The Therapeutic Effect of GPNMB/Osteoactivin in a Traumatically Induced Osteoarthritic Mouse Model

Osteoarthritis is a severe joint disease that affects millions of people. At this time, the current treatment for osteoarthritis is total joint reconstruction surgery. GPNMB/Osteoactivin plays a key role in bone remodeling and bone growth. Data from our lab suggested that GPNMB/Osteoactivin is positive regulator of osteoblastogenesis and a negative regulator of osteoclastogenesis. Furthermore, the role of GPNMB/Osteoactivin in cartilage has not been investigated before. Treatment of human chondrocytes with GPNMB/Osteoactivin results in a significant increase in collagen Type II and Sox9 expression. In this study, we examined whether recombinant GPNMB/Osteoactivin has an anabolic effect on a model of post-traumatic osteoarthritis. The DMM (destabilization of the medial meniscus) in mice has been found to be an excellent model for studying post-traumatic osteoarthritis . We performed the DMM surgery on 28 C57/BL6 mice. Moderate to severe osteoarthritis develops around six to eight weeks with this model.
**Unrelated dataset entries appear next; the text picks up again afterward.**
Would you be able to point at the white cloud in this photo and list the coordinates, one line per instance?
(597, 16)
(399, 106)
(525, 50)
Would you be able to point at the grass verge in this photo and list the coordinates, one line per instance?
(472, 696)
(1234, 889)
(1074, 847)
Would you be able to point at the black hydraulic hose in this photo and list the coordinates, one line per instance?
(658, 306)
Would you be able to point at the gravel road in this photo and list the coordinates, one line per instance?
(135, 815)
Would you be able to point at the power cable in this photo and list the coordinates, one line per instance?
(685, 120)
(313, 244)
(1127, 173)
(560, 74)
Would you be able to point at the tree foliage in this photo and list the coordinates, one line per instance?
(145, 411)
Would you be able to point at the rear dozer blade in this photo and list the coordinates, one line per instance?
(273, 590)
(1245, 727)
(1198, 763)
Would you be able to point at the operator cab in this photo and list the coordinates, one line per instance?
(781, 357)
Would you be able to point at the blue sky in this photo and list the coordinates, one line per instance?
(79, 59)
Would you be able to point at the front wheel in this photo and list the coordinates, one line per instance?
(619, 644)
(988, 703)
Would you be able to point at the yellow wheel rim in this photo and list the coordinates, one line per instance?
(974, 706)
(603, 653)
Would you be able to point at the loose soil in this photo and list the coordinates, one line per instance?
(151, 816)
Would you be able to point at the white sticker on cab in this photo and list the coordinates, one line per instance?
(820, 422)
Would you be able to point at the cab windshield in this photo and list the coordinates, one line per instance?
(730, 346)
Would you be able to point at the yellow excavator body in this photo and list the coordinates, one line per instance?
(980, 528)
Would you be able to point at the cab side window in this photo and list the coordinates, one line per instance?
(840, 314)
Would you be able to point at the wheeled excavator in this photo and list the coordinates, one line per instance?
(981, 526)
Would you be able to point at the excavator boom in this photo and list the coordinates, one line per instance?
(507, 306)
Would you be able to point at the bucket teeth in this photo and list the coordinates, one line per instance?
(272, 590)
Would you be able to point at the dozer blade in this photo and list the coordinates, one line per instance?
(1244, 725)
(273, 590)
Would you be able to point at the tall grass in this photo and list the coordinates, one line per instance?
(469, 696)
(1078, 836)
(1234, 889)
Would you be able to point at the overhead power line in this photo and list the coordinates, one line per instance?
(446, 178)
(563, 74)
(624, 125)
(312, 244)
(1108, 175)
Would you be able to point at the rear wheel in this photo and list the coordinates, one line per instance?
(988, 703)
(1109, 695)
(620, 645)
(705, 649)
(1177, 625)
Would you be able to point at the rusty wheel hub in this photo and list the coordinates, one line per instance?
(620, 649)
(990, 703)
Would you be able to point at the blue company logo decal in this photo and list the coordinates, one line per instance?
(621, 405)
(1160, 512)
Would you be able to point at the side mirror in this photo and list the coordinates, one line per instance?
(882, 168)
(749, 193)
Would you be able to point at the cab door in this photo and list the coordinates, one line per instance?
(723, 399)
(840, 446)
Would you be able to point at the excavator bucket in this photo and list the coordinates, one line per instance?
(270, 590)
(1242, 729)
We will inject pharmaceutical grade recombinant GPNMB/Osteoactivin into the joint capsule of the mice at six weeks. The experiment will be terminated at twelve weeks, and the joints will be collected for microCT analysis and immunohistochemistry. The serum from the blood will be analyzed via Elisa. Based on preliminary studies performed in our lab, we expect cartilage degeneration to be dramatically decreased in response to the therapeutic effects of GPNMB/Osteoactivin. A protective factor against osteoarthritis progression, osteoactivin-injected mice should have remarkably better articular cartilage in comparison to the control group, proving GPNMB/Osteoactivin a promising therapy in lieu of total joint reconstruction.